Cerchiamo di fare lo sforzo di allontanare gli innumerevoli stereotipi che ci balenano in mente ogni volta che sentiamo parlare del Texas, antologia del Far West compresa. Oggi il Texas è una America in miniatura, in termini sia di standard di vita che di cultura. Nel 2019, il PIL texano era pari a 1 886 956 milioni di dollari, quasi quanto quello italiano (1 988 636 milioni di dollari); dal momento che la popolazione del Texas è circa la metà di quella dell’Italia, ne discende che il PIL pro capite di un texano è, in media, il doppio di quello d’un italiano.[3] Come spesso accade, le aree geografiche più sviluppate economicamente sono anche quelle che riescono ad attirare nuovi abitanti disposti a trasferirvisi. Oltre alla comprensibile immigrazione esterna, in Texas acquista grande rilevanza l’immigrazione interna, quella cioè che presume l’attrazione del capitale umano dagli altri stati della nazione. Si tratta di un fenomeno particolarmente interessante perché permette di cogliere quali sono i luoghi più attraenti secondo gli stessi cittadini americani. La figura seguente ne è un’ottima raffigurazione.


Figura 1: Rappresentazione dei flussi migratori che coinvolgono la Contea di Travis, dove di trova la capitale Austin. Le linee nere sono i flussi in entrata, quelle rosse in uscita; la pesantezza del tratto rispecchia il volume di persone. Come è facile vedere, il trend è enormemente in favore del Texas e in particolare delle zone urbane dello Stato. Fonte: articolo di The Economist del 16/06/2010.

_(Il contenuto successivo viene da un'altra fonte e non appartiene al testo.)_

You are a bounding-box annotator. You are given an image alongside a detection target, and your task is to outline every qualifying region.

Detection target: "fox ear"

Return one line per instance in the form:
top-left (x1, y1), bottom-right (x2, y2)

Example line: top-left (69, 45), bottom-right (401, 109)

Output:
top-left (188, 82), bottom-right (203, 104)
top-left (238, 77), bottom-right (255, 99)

Affidandoci solo a questa evidenza ci potrebbe venire il dubbio che l’America autentica non sia altro che quella che si trova tra una costa e l’altra, il Texas appunto. “Noi guidiamo il mondo perché – e siamo gli unici a farlo – attiriamo il nostro popolo, la nostra forza, da ogni paese e ogni angolo del mondo.[4] Se i cittadini americani propendono quasi all’unanimità per trasferirsi in Texas, allora significa che credono di aver individuato il prossimo leader degli Stati Uniti. Certo non sarà facile strappare il primato alla California, che custodisce Hollywood e la Silicon Valley, i luoghi dove sono state prese la maggior parte delle decisioni che ci hanno cambiato la vita negli ultimi 50/60 anni. Per il momento la bilancia migratoria sembra dare ragione a Austin; probabilmente però, invece di chiederci se mai riuscirà nell’impresa, dovremmo accettare che un giorno gli USA avranno a disposizione due California (o due Texas, per i più sfacciati).


Figura 2: Flussi migratori che coinvolgono la Contea di Santa Clara, dove si trova la Silicon Valley. I segmenti che legano la contea e le zone urbane del Texas sono quasi esclusivamente rossi. Fonte: articolo di The Economist del 16/06/2010.

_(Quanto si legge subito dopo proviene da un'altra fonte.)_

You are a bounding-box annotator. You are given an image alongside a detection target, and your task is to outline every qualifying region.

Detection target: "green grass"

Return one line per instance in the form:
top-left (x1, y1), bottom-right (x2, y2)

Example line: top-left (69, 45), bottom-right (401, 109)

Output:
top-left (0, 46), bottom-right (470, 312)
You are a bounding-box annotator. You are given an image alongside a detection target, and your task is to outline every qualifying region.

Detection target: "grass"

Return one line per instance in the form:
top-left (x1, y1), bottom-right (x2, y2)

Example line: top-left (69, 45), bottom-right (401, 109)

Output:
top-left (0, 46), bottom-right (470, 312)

[1] Titolo originale: The Big Short (2015). In realtà, l’idea di McKay non è del tutto originale dato che, all’inizio dell’omonimo libro di Michael Lewis del 2010, da cui il film è tratto, è presente una citazione di Lev Tolstoj che comunica la stessa cosa: “Si possono spiegare gli argomenti più difficili all’uomo più lento di comprendonio se non si è già fatto un’idea degli stessi, mentre non si può chiarire nemmeno il concetto più semplice all’uomo più intelligente se è fermamente convinto di conoscere già, senz’ombra di dubbio, ciò che ha di fronte.”

[2] A questo punto posso ammettere che l’espediente (film e citazione) con cui ho aperto l’articolo è servito per attirare la curiosità del maggior numero di persone e, appunto, per dimostrare l’irresistibile attrazione che proviamo nei confronti della cultura statunitense.

[3] La fonte è Wikipedia, che a sua volta ha raggruppato i dati di International Monetary Fund e Bureau of Economic Analysis. Naturalmente, un’analisi completa terrebbe conto anche di come la ricchezza è distribuita nella popolazione ma non è questa la sede adatta. I dati riportati sono più che sufficienti per vincere lo stereotipo dell’arretratezza.

[4] Citazione dal libro Questa è l’America, Francesco Costa, 2020, pp. 73.